Por regla general, en caso de que los bienes entregados no sean conformes con el contrato, el consumidor puede reclamar al vendedor la falta de conformidad constatada. Sin embargo, el consumidor NO podrá invocar legítimamente la responsabilidad del vendedor si en el momento de la celebración del contrato:
El vendedor es responsable de «cualquier falta de conformidad existente en el momento de la entrega de los bienes» y, por tanto, el consumidor debe dirigirse siempre y en todo caso al vendedor, que es la única persona con la que ha establecido una relación contractual. La responsabilidad del vendedor se limita, pues, a los defectos preexistentes, descubiertos posteriormente por el comprador. En cambio, no cubre los defectos que puedan haberse producido, por ejemplo, debido a un uso inadecuado por parte del consumidor o de terceros. El productor sólo puede ser considerado responsable en primera instancia de la falta de conformidad de los bienes entregados al consumidor en la medida en que también pueda ser llamado «vendedor», es decir, si los vende directamente al consumidor. En cualquier caso, las hipótesis de responsabilidad directa del productor previstas en otras normativas permanecen inalteradas. Por ejemplo, se destaca la responsabilidad directa del productor frente a los consumidores cuando éstos han sufrido un daño injusto debido a un defecto de producción (para más información, consulte el Código del Consumidor, precisamente la Parte IV «Seguridad y calidad de los productos», Título I «Seguridad de los productos», artículos 102 y siguientes).

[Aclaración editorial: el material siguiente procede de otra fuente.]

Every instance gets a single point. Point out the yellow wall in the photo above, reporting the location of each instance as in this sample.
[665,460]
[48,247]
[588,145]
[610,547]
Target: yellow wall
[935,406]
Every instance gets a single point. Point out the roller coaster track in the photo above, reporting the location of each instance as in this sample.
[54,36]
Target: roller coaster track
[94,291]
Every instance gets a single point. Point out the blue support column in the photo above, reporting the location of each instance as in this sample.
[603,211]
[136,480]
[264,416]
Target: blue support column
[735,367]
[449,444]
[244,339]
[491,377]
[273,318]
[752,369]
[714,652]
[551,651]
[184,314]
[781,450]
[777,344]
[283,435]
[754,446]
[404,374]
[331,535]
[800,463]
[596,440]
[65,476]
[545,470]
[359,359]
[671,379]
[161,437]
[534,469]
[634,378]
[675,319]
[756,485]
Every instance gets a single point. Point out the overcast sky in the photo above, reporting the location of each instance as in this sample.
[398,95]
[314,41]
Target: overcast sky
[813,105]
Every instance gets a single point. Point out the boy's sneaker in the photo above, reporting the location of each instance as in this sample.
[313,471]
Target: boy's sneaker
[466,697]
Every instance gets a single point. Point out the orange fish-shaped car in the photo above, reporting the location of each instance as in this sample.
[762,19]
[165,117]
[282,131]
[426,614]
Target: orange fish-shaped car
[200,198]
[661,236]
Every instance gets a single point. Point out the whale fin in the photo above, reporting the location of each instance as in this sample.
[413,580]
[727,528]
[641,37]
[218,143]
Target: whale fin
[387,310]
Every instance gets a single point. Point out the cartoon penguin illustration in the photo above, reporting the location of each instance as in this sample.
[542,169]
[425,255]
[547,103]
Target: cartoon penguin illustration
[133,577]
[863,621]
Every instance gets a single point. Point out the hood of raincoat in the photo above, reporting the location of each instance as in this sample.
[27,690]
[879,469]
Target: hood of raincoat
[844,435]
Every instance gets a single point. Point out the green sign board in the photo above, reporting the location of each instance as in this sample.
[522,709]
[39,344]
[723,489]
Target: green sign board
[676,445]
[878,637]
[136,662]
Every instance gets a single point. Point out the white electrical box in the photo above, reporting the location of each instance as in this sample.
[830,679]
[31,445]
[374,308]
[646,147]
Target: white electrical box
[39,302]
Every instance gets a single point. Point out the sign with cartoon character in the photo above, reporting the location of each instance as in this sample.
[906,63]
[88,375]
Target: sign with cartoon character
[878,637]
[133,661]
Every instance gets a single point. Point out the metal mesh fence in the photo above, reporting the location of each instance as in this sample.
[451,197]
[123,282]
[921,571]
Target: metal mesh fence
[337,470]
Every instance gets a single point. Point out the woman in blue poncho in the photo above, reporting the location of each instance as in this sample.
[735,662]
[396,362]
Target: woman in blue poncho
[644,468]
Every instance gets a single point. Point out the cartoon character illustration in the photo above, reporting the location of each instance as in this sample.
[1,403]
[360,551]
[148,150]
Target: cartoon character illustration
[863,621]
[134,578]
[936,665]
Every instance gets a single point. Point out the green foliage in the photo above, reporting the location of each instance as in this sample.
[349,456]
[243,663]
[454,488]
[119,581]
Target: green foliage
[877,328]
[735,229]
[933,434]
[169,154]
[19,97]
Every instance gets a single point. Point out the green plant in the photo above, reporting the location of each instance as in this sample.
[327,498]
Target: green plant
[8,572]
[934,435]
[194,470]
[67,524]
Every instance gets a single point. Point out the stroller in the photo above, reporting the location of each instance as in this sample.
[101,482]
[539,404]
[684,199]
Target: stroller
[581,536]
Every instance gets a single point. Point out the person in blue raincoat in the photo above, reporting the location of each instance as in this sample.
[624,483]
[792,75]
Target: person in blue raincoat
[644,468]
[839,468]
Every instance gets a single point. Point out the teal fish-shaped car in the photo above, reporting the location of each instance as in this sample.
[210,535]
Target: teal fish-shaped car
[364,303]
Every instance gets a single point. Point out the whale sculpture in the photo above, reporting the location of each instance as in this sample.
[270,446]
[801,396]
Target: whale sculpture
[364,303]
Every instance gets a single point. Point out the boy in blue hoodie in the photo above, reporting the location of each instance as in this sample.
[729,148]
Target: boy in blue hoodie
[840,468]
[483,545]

Garantía del producto – deutsch
Si vende a un cliente un producto que no cumple una o varias de las garantías de los consumidores, éste tiene derecho a una reparación, a una sustitución o a un reembolso y a una indemnización por los posibles daños y perjuicios, dependiendo de las circunstancias.
Por lo general, si el problema es menor, el vendedor puede elegir entre remediar el problema con una sustitución, una reparación o un reembolso. Si opta por la reparación y tarda demasiado, el consumidor puede conseguir que otra persona arregle el problema y pedirle que pague los costes razonables, o rechazar el bien y obtener un reembolso completo o una sustitución.
Los consumidores tienen derecho a dirigirse directamente a los fabricantes para obtener una reparación. Los consumidores pueden emprender acciones contra los fabricantes para recuperar los costes, que incluyen una cantidad por la reducción del valor del producto y, en algunos casos, una indemnización por daños y perjuicios.
Un contrato o acuerdo de prestación de servicios suele establecer cuándo se prestarán los servicios y la fecha en que se completarán. Si no es así, el proveedor garantiza la prestación del servicio en un plazo razonable. Lo que es «razonable» dependerá de la naturaleza del servicio y de otros factores relevantes como el clima, por ejemplo, si los servicios se realizan en zonas exteriores.